Week 1 And 2 Of MTC

Hey Everyone!



  I have been counting down the hours to my P day so I can talk to everyone and let everyone know how the MTC is going.



  My district is so amazing. We were all already so close when we got here on Wednesday and we have only gotten closer since. I am rooming with 3 other girls Sister Sorenson, Sister Montague, and my companion Sister Mckenzie. Between the 4 of us we have already eaten all the chocolate I brought and it's only been 6 days. Also for my dad's information, between me and the rest of the girls in my district we have used my steamer several times already.



  Waking up at 6:30 has been so hard for me. I am getting 8.5 hours of sleep every night and I still have to pry myself out of bed every morning. I don't think I could get enough sleep so that waking up at 6:30 would not be painful.



  On Saturday I was really wanting to eat an ice cream sandwich but they hadn't ever had them the whole time I was there. When I went to see if they had anything I wanted for a treat I was so excited to see that they finally had ice cream sandwiches. It sounds dumb but being able to eat an ice cream sandwich really made my whole day.



  I don't want to make this email super long but just a couple other things I have noticed is the Food really isn't that bad, half the shower's don't have warm water, I freeze every night when I go to bed, and it is really hard to pay attention in 3 hour long classes. I am very emotionally drained.



  I just want to close my email with a scripture that has been helping me a lot these past 2 weeks.
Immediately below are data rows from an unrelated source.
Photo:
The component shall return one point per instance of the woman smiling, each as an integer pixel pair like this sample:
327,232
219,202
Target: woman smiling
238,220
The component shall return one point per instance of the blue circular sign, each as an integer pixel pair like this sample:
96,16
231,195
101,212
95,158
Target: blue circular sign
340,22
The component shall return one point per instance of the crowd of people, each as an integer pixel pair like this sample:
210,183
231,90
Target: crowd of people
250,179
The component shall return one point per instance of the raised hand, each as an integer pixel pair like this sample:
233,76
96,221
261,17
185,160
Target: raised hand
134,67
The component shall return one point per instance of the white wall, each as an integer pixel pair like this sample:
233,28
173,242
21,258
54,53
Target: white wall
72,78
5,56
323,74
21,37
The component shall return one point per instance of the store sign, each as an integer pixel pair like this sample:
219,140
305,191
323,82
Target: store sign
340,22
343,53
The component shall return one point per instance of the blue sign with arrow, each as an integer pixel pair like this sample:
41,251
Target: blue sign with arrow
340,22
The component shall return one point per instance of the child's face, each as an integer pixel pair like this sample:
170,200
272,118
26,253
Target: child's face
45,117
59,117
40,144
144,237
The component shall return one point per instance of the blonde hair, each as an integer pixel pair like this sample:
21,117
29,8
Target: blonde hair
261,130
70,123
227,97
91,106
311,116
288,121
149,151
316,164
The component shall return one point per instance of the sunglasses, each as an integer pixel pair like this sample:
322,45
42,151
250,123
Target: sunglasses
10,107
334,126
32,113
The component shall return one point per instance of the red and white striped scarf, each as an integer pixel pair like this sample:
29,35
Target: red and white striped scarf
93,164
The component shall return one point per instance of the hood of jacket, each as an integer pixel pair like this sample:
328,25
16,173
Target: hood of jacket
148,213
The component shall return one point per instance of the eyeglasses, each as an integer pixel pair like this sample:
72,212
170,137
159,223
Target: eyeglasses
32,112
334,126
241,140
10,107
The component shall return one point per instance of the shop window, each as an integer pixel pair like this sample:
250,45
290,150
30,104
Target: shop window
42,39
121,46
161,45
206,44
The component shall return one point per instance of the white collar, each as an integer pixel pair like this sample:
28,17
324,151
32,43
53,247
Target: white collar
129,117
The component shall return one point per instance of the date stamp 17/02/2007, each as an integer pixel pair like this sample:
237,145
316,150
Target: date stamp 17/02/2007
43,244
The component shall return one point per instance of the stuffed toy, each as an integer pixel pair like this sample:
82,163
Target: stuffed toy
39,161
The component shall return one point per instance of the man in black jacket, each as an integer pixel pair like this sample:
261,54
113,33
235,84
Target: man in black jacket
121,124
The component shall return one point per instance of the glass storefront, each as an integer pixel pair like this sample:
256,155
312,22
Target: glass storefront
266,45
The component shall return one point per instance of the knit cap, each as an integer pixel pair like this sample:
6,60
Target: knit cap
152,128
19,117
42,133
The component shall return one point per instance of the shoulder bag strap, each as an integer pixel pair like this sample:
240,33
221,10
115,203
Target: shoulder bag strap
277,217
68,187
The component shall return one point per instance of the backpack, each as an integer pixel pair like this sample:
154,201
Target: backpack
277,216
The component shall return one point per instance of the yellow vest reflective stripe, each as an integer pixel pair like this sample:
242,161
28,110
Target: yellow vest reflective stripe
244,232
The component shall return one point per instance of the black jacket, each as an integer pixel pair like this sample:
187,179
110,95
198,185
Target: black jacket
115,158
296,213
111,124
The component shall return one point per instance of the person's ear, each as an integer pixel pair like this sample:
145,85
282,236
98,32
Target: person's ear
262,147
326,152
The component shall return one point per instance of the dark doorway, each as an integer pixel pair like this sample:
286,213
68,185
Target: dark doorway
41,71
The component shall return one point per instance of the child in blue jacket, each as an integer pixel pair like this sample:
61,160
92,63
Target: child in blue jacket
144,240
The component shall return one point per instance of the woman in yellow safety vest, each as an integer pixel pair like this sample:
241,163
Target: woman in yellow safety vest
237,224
A little bit of context for you, the past 2 weeks have been super hard for me. A mission isn't necessarily the first thing I want to be doing right now and I am incredibly homesick, but I know that God wants me here. I just don't know why, and not knowing why I am doing something that I don't want to be doing has been incredibly hard for me. I came across the scripture Mosiah 4:9 last week and it has been super helpful for me. The scripture says, "Believe in God; believe that he is, and that he created all things, both in heaven and in earth; believe that he has all wisdom, and all power, both in heaven and in earth; believe that man doth not comprehend all the things which the Lord can comprehend." I like to think that I am looking through the peephole of a door, I can only see so much through that little hole, but God has the door all the way open. He can see everything that I can see and so much more. Even though I have no idea why God wants me to be on a mission, I know that he has a plan for me and that if I am patient and put all my trust in him, he will put me in a place where I can really help people. 



  I miss all of you so much! but I am putting my Trust in the Lord and I know he has a plan for me.